Au lendemain de la grande
goberge du nouvel an, les gueules de bois sont légion. Ce ne sont pas les
bulles de champagne qui font durer le plaisir sous les crânes, mais bien la fumeuse verbiosité du pacs Sarkozy-Guaino dont les plus attentifs se torturent à comprendre la teneur. Quant aux plus
cultivés, ils se demandent quelle mouche a piqué le
plumitif élyséen en lui faisant
plagier une expression d'Edgar Morin. Sans
doute la même mouche qui l'avait, au cours de la campagne présidentielle, incité à citer Jaurès et Blum. Guaino victime d'une mouche facétieuse, ceci explique cela.
L'expression en question est la fameuse "politique de civilisation", seule surprise d'une intervention
annoncée comme
inattendue, et qui fut d'un classicisme décevant, jusque dans un pathétique "chers compatriotes"
so chiraquien.

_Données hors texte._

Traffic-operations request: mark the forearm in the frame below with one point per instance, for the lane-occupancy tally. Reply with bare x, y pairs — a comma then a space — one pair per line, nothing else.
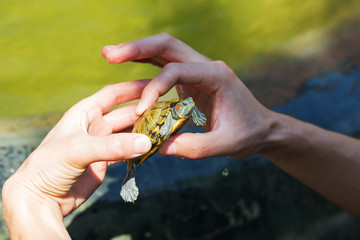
30, 217
326, 161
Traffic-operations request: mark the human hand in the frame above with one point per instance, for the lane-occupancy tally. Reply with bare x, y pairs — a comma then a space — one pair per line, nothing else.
71, 162
237, 123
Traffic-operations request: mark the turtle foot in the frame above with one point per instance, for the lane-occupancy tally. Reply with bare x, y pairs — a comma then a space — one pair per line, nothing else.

Edgar Morin, philosophe et sociologue, a consacré sa vie à réfléchir
sur le fonctionnement de la société, a abordé de nombreux thèmes et développé des concepts qui font référence. Dans une interview accordée au journal
Le Monde, il s'étonne de voir son concept repris entre les cacahuètes et la dinde aux marrons au détour d'une opération de
communication télévisée. Comme il est un homme bien élevé, il se contente de s'interroger sur la sincérité du propos : "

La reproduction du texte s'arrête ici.